We observe that even if all the seven language have different patterns and inflection points, they tend generally to show an effect of negentropy with increasing years. We note that most languages have a crosspoint in 1905, except for the Russian language, showing variations particularly from 1920 to 1930. We present in Figure 2 the kernel entropy evolution for each language in comparison to the corpus size.
Figure 2: Yearly kernel entropy evolution and size evolution from 1800 to 2009 of seven Google Books corpora: British English, American English, French, German, Italian, Spanish and Russian.
Google Books corpora may experience sudden changes in composition depending on the year. For example, the addition of scientific literature and medical journals (Pechenick et al., 2015). In this case, the words kernel distribution, even if it is robust because composed of the most stable words, can change for a year which is subject to a change of composition of the corpus. However, this effect is still reduced because the words appearing and disappearing during this transition phase are not taken into account. We observe that the entropy of the kernel seems not to be affected by the size variations of corpora and when it appear to be affected, the direction of variation is unpredictable.
The British English and American English are the least affected languages by the negentropic effect. Their kernel entropy increases over time until 1960 (British English) and 1940 (American English). However, American English kernel entropy decrease quickly from 1940 to 1985. We observe that the obtained curve for the French language is similar to the one corresponding to the study of language evolution through 200 years of newspapers written in French despite a different kernel size (Buntinx et al. 2017).
Interesting inflection points are detected and should be poignant to specialists of the targeted language.

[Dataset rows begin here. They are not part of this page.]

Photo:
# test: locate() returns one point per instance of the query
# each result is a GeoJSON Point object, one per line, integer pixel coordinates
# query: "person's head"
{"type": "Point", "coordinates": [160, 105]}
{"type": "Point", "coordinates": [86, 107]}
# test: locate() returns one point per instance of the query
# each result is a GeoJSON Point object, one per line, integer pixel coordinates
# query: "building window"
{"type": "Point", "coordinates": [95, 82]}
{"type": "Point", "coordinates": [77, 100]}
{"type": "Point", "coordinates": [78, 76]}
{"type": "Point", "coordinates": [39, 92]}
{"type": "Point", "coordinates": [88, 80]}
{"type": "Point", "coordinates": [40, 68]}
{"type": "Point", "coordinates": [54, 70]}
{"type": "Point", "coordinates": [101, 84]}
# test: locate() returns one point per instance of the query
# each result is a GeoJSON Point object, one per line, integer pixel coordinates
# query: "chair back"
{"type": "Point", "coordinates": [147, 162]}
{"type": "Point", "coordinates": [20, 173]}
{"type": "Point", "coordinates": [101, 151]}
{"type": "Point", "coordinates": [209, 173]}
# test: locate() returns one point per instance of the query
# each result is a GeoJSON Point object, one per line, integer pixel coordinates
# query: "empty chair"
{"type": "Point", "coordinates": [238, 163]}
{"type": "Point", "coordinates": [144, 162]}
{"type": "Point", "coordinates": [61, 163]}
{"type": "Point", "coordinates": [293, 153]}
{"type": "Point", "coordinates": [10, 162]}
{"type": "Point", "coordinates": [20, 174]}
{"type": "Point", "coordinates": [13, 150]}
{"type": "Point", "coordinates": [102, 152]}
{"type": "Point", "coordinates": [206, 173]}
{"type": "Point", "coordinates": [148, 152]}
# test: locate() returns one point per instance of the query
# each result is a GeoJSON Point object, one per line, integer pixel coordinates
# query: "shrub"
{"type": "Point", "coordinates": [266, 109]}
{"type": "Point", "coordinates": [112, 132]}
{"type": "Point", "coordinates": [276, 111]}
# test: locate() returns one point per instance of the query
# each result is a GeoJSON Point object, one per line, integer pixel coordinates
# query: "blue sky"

We present in
Figure 3 the number of words in the kernel and inflections points for the seven languages.
Figure 3: Number of words in the kernel and kernel entropy inflection points for the seven Google Books corpora: British English, American English, French, German, Italian, Spanish and Russian.
Furthermore, it is possible to show the languages proximity in terms of kernel entropy evolution behavior through the determination of a distance based on kernel entropy correlations. A projection of the resulting matrix distance using PCA is presented in Figure 4.
We observe that British English and American English are represented together to the left of the plan because they have a relative opposite pattern with respect to other languages. Russian is also particular because of the brutal effect of the negentropy observed between around 1920 and the sudden increase at the end of the 1980s. The last four languages, French, Spanish, German and Italian share a more similar behavior and are represented in the right-bottom part of the plan.
Although much more in-depth investigation must be done, it is reasonable to make the hypothesis of different internal and external factors for explaining these various patterns. The Russian case clearly invites to investigate correlations between linguistic policies during the Sovietic period and their actual effects of the Russian language.
The similarity between French, German, Italian and Spanish pushes in the direction for similar processes of standardization, potentially due to linguistic convergence at national levels suppressing some regional particularities. In contrast, American and British English evolution is likely to be explained through the particular histories of the respective English-speaking populations and their relation to the rest of world. The progressive rise of English as a global language, spoken and written by many non-native speakers, is certainly playing a role in the shaping these particular curves.
Figure 4: PCA projection of distance matrix using kernel entropy correlation-based distance for Google Books corpora: British English, US English, French, German, Italian, Spanish and Russian.